Under these circumstances, attempts were made to regulate mechanical safety according to functions and reliability from around the year 2000.
This way of thinking is called “functional safety.” ISO 13849-1:2006 is a standard that revises ISO 13849-1:1999, which was based on the conventional standard EN 954-1, by adding details from IEC 61508 (IEC 62061), which defined functional safety.
ISO 13849-1: 1999 specified the determination method of category and its requirements.
Symbol | Symbol details | Parameter | Short explanation on the parameter |
---|---|---|---|
S | Severity of injury | S1 | Slight (normally reversible) injury |
S2 | Serious (normally irreversible) injury including death | ||
F | Frequency and/or exposure time to the hazard | F1 | Seldom to quite often exposure time is short |
F2 | Frequent to continuous exposure time is long | ||
P | Possibility of avoiding the hazard | P1 | Possible |
P2 | Scarcely possible |
Explanation of symbols
The following is a criteria for each parameter according to AISI/RIA R15.06.

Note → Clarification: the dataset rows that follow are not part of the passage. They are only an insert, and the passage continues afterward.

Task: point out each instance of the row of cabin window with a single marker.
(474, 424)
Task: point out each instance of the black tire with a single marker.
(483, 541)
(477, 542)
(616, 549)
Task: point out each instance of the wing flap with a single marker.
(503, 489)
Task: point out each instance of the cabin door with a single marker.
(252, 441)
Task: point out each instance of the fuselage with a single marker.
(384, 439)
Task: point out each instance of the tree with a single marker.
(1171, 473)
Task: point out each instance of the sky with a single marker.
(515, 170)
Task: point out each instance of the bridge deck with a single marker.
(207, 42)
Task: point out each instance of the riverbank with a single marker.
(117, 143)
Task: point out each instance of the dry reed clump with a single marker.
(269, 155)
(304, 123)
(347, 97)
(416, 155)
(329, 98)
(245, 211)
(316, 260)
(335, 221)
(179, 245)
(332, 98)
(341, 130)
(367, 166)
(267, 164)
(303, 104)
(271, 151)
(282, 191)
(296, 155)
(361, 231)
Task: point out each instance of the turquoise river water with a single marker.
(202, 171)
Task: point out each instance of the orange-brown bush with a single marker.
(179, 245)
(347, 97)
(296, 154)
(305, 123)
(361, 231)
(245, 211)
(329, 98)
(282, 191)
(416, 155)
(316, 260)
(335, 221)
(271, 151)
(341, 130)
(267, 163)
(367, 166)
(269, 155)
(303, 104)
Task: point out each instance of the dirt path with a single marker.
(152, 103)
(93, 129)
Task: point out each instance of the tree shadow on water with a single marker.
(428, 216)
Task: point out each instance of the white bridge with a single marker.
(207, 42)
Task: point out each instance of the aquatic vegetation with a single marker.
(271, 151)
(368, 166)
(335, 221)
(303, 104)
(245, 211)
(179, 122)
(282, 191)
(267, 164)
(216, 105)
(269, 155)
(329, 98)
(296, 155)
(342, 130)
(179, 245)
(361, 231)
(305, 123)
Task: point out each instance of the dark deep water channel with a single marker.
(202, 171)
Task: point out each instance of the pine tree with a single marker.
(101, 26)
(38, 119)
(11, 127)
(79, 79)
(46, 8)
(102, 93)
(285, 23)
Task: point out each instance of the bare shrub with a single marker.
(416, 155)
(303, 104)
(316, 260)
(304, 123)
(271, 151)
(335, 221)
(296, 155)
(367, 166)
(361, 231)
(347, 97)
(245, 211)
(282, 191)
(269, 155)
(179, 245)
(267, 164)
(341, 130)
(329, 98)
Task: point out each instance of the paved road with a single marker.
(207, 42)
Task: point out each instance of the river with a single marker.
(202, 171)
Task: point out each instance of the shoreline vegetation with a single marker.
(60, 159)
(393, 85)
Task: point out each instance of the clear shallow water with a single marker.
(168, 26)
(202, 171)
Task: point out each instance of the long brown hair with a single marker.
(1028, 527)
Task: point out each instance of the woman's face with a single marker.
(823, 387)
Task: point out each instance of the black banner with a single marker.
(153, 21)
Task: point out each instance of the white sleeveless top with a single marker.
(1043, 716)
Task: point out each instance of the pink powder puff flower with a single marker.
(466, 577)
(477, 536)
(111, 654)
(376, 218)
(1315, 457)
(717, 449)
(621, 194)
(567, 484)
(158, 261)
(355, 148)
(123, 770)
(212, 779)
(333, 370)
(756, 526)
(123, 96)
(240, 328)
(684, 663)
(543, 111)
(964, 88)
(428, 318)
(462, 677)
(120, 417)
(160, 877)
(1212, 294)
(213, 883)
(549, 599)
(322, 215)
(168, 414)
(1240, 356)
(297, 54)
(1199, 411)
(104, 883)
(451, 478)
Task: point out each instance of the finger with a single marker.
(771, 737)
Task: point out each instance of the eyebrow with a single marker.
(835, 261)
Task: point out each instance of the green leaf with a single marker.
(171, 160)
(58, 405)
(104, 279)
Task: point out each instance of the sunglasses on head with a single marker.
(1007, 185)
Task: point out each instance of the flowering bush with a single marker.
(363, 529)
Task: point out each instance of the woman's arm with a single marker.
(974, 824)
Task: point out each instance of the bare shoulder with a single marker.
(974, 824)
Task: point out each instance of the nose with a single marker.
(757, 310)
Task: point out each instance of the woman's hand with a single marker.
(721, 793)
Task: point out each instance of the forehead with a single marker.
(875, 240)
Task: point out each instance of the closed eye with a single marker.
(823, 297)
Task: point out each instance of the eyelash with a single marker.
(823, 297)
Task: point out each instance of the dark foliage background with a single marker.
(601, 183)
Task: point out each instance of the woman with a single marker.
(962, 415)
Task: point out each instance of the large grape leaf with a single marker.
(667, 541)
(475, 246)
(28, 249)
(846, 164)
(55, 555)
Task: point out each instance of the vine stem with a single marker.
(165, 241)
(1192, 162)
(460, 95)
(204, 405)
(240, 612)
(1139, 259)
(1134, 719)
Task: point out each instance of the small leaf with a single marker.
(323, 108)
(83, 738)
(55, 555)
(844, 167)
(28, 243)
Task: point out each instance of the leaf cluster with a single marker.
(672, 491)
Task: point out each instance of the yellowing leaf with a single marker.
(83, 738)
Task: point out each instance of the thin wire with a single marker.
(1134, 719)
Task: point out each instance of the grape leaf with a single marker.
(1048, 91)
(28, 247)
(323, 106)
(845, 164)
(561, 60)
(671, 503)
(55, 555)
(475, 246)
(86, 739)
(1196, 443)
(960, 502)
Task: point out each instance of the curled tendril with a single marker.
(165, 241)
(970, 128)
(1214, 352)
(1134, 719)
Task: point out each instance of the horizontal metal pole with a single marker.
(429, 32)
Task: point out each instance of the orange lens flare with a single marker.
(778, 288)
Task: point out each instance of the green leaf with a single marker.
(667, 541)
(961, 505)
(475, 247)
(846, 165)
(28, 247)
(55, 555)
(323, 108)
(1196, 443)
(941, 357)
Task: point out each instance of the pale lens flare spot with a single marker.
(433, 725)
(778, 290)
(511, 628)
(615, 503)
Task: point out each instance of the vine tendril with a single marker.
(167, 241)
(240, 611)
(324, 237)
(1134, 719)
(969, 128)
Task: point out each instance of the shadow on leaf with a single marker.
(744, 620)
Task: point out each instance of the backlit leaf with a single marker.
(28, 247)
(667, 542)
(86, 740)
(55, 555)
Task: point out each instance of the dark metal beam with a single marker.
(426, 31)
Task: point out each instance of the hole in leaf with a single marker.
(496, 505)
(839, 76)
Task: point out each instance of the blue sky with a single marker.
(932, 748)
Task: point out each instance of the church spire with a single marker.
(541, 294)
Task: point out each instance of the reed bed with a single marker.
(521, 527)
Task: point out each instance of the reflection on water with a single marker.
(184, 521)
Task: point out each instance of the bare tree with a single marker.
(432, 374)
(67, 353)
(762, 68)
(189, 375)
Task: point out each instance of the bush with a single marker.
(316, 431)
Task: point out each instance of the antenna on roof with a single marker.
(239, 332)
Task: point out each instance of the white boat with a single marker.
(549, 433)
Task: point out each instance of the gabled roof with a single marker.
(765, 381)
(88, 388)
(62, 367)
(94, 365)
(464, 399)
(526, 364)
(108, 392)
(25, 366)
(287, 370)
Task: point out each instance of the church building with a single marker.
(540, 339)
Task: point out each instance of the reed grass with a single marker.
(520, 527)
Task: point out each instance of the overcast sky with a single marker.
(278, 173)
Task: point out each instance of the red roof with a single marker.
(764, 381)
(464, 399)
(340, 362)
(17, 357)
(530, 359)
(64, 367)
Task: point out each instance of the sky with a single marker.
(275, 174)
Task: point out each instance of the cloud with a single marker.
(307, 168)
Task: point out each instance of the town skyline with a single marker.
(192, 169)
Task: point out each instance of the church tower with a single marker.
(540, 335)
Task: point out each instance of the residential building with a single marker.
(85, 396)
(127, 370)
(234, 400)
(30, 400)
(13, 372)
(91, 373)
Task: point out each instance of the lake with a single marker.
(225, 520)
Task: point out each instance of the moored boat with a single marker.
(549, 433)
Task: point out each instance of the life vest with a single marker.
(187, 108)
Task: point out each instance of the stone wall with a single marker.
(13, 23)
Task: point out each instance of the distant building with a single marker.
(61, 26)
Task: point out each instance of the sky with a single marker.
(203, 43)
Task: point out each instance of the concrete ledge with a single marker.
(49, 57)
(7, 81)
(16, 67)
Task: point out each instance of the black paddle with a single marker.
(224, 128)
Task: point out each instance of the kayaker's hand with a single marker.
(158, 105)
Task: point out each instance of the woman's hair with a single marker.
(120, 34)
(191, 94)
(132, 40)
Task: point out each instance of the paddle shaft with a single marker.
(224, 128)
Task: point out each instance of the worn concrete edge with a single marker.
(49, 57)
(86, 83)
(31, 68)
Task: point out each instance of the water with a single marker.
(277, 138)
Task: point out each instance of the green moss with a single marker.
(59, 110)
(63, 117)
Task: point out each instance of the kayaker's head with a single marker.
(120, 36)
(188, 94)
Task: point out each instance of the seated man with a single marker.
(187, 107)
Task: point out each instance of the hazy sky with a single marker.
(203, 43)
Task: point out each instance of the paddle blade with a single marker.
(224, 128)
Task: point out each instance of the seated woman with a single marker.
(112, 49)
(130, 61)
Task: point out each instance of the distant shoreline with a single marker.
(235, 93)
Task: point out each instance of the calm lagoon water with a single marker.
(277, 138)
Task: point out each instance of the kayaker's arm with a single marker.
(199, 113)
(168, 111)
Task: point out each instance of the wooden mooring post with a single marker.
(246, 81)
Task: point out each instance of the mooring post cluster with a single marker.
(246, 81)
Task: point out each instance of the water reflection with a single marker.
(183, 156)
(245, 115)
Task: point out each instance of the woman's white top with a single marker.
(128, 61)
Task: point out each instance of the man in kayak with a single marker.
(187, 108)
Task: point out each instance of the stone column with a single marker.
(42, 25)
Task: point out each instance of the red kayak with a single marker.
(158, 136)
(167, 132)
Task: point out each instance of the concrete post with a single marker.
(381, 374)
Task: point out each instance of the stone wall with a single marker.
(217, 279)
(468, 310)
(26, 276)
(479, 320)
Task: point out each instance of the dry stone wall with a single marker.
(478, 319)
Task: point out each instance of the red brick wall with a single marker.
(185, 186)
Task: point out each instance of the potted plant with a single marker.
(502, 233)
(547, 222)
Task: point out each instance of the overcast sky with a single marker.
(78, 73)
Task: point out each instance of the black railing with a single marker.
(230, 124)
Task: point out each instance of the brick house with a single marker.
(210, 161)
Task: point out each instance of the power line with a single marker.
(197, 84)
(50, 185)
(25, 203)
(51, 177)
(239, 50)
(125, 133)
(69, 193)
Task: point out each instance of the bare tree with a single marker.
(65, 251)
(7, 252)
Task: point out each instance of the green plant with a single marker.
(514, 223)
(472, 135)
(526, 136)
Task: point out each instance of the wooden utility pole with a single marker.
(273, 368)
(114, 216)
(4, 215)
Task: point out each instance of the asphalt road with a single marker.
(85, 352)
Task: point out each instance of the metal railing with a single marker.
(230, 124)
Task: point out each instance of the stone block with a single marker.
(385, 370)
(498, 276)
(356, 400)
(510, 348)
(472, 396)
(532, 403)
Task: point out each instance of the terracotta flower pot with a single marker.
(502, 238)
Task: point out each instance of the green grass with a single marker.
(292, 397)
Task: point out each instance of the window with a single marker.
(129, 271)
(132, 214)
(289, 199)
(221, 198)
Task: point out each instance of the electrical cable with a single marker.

Category | Summary of requirements | System behavior |
---|---|---|
B | Safety-related parts of control systems and their protective equipment shall be designed, constructed, selected, assembled, and combined in accordance with relevant standards so that they can withstand the expected influence. | The occurrence of a fault can lead to the loss of the safety function. |
1 |
Requirements of B shall apply. Well-tried components and well-tried safety principles shall be used.* |
The occurrence of a fault can lead to the loss of the safety function, but the probability of occurrence is lower than for category B. |
2 |
Requirements of B and the use of well-tried safety principles shall apply. The safety function shall be checked at suitable intervals by the machine control system. |
The occurrence of a fault can lead to the loss of the safety function between the checks. The loss of the safety function is detected by the check. |
3 |
Requirements of B and the use of well-tried safety principles shall apply. Safety-related parts shall be designed so that - a single fault in any of these parts does not lead to the loss of the safety function and - whenever reasonably practicable, the single fault is detected. |
When a single fault occurs, the safety function is always performed.Some, but not all, faults will be detected. Accumulation of undetected faults can lead to the loss of the safety function. |
4 |
Requirements of B and the use of well-tried safety principles shall apply. Safety-related parts shall be designed so that - a single fault in any of these parts does not lead to the loss of the safety function and - single faults are detected at or before the next demand upon the safety function, but that if this detection is not possible, an accumulation of undetected faults shall not lead to the loss of the safety function. |
When the faults occur, the safety function is always performed.The faults will be detected in time to prevent the loss of the safety function. |
* Well-tried safety principles are, for example, 1) avoidance of certain faults (ex. avoidance short-circuit by separation), 2) reducing the probability of faults (ex. over-dimensioning or underrating of components), 3) by orientating the mode of fault (ex. by ensuring an open circuit in the event of fault), 4) detect faults very early, and 5) restrict the consequences of a fault (ex. earthing of the equipment).